The First Superstars
1943 saw Clancy Ross crowned as Mr. America. He was the first massive bodybuilder to win the national title. Unlike the weightlifters who built strength with weights – a great physique being just a side effect – Ross used weight to solely shape his body. In the forties, Ross reigned supreme and inspired the next generation of the stars, including STEVE REEVES.
Other than Charles Atlas (with his Dynamic Tension course) the public had little knowledge of the sport or its practitioners. Reeves changed all that. In addition to winning the Mr. America and Mr. Universe titles, he went to act in films.
The Fifties and Sixties
The fifties was a transition period in the history of bodybuilding. Most of the pioneers of previous two decades had retired from competition and an entirely new generation of bodybuilding stars had emerged.
The sixties witnessed an explosion in bodybuilding stars. The biggest star of the mid-sixties was LARRY SCOTT – the 1965 and 1966 MR. OLYMPIA. The second Mr. Olympia was won by Sergio Olivia in 1967 and 1969. Following that came the great ARNOLD SCHWARZENEGGAR. He proved to be the most financially successful bodybuilder to-date. Using bodybuilding as leverage he broke into films and raked in multimillions of dollars.

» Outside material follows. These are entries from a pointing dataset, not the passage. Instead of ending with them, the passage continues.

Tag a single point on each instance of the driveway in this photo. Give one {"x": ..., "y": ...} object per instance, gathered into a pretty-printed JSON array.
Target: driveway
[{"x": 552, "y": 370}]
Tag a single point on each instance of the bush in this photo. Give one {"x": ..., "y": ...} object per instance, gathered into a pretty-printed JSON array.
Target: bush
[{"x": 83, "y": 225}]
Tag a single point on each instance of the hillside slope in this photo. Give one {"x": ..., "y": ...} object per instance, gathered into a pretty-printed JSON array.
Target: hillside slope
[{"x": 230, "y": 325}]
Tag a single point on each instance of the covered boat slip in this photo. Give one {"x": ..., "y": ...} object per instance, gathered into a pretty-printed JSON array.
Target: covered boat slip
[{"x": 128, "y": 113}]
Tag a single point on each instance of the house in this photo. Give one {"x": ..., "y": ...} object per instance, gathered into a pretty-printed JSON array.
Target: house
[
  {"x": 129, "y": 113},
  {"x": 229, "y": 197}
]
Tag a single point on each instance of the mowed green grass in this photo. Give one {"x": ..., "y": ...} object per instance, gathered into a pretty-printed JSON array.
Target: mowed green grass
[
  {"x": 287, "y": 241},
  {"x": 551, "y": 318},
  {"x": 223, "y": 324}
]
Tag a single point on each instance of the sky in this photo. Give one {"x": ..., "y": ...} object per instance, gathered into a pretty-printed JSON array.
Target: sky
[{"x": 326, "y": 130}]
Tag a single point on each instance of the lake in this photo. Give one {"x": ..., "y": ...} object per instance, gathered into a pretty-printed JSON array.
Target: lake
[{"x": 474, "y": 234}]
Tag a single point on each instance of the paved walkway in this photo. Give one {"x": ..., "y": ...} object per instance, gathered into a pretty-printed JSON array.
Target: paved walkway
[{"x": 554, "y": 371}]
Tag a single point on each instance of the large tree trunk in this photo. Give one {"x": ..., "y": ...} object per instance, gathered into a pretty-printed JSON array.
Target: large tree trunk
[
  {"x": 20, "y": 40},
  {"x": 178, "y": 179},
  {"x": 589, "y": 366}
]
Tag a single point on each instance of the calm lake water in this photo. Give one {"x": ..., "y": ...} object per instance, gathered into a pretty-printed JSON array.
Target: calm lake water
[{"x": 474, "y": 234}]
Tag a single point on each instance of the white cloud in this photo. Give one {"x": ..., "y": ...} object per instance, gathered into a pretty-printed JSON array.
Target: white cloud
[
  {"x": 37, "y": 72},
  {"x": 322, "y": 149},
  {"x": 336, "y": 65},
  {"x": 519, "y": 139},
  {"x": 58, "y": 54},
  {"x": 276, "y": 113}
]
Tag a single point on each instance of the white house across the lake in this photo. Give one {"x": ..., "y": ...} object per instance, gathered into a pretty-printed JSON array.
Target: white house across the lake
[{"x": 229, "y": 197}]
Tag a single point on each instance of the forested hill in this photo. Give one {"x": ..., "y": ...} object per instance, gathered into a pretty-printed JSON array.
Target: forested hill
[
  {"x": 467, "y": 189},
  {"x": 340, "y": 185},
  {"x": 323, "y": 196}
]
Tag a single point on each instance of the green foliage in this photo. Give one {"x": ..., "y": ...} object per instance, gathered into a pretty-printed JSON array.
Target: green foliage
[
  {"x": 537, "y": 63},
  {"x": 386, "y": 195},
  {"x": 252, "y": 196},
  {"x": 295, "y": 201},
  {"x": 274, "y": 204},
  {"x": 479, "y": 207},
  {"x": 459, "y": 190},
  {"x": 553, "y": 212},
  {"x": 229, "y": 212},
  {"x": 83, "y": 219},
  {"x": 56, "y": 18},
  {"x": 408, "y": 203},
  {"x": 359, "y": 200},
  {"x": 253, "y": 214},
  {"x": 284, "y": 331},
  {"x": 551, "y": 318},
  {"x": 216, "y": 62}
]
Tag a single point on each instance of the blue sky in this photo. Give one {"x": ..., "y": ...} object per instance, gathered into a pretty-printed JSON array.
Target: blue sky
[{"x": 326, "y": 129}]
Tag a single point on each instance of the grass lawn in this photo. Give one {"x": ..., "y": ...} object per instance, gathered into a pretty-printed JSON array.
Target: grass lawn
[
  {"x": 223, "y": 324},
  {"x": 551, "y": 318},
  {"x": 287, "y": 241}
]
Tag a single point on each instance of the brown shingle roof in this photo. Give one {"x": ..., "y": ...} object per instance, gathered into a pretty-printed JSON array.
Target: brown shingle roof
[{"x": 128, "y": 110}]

Massively proportioned and muscularly built physiques become the trend. It was a popularly held notion at this time that the use of anabolic steroids (near the end of the fifties and into the present day) is the major contributing factor in the startling differences in yesterday’s and today’s bodybuilders. Anabolic steroids help you grow muscles, but this does not produce a champion bodybuilder. The ‘ripped’ look and balanced proportion needed to win today’s competition came from proper nutrition and attention to training details, not entirely from the use of anabolic steroids (which will also contribute to other health problems).
Where are our Roots?
No one can really tell us where bodybuilding came from but where it is today can be attributed to two brothers, namely, Joe and Ben Weider – publisher of Your Physique magazine of the forties and founder of the International Federation of Bodybuilders respectively.
The advances in bodybuilding would not have occurred without the organization (IFBB) and communication platform (Your Physique magazine) to sustain them.
Others- like Bob Hoffman’s Strength & Health magazine Peary Radar’s Ironman magazine, Robert Kennedy’s MuscleMag and Oscar Heidenstein’s Health & Strength were considerably influential in the growth and development of bodybuilding.